What is the difference between a single zone and multiple zone HVAC system?

A single zone HVAC system serves a single thermal zone or area, whereas a multiple zone system serves multiple thermal zones or areas. Single zone systems are typically used in smaller buildings or areas with consistent heating and cooling requirements, while multiple zone systems are used in larger buildings or areas with varying heating and cooling requirements. Multiple zone systems often require more complex controls and zoning strategies to optimize system performance.

How do constant volume and variable air volume HVAC systems differ?

Constant volume HVAC systems provide a constant airflow rate to the conditioned space, regardless of the heating or cooling load. Variable air volume (VAV) systems, on the other hand, adjust the airflow rate based on the heating or cooling load, providing more precise control and energy efficiency. VAV systems are often used in commercial buildings with varying occupancy patterns and heating and cooling requirements.

What are the advantages of packaged terminal air conditioner (PTAC) systems?

Packaged terminal air conditioner (PTAC) systems are self-contained units that provide heating and cooling to a single zone or area. Advantages of PTAC systems include ease of installation, low maintenance requirements, and flexibility in design and application. PTAC systems are often used in hotels, hospitals, and other applications where individual zone control is required.
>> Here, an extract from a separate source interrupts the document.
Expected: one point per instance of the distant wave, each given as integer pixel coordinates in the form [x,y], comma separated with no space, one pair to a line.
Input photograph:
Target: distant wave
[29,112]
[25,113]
What is the difference between two-pipe and four-pipe HVAC systems?

Two-pipe HVAC systems use a single pipe for both chilled water supply and return, whereas four-pipe systems use separate pipes for chilled water supply and return, as well as for hot water supply and return. Four-pipe systems provide more flexibility and design options, but are typically more complex and expensive than two-pipe systems. Two-pipe systems are often used in smaller buildings or applications with simpler heating and cooling requirements.
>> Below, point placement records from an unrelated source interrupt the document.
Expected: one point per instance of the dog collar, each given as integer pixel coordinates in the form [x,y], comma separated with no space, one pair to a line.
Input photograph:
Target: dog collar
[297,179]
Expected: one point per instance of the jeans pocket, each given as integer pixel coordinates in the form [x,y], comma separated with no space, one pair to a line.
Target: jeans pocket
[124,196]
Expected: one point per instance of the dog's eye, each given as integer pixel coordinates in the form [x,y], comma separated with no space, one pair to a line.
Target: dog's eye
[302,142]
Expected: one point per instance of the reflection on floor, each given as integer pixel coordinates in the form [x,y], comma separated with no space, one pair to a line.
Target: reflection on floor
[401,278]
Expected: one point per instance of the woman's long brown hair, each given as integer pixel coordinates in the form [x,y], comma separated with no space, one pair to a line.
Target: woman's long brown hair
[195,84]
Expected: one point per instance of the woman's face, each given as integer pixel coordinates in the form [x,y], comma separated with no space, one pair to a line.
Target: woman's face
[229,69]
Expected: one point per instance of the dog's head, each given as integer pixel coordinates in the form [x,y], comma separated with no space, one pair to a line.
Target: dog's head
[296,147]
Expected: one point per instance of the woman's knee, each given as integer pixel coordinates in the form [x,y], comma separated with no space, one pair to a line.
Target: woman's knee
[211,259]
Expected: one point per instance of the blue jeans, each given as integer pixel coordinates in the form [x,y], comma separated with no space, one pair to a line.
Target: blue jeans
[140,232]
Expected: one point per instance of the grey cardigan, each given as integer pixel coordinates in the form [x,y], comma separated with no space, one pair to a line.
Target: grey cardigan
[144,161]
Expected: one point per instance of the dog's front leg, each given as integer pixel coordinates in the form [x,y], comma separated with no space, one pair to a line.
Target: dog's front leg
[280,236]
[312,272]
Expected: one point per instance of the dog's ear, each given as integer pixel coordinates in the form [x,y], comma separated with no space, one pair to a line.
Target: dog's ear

How do water source heat pump systems work?

Water source heat pump systems use a water loop to transfer heat between buildings or zones, allowing for efficient heat recovery and reuse. These systems typically consist of a water loop, heat pumps, and a heat rejection device (such as a cooling tower). Water source heat pump systems can provide significant energy savings and are often used in large commercial or campus applications.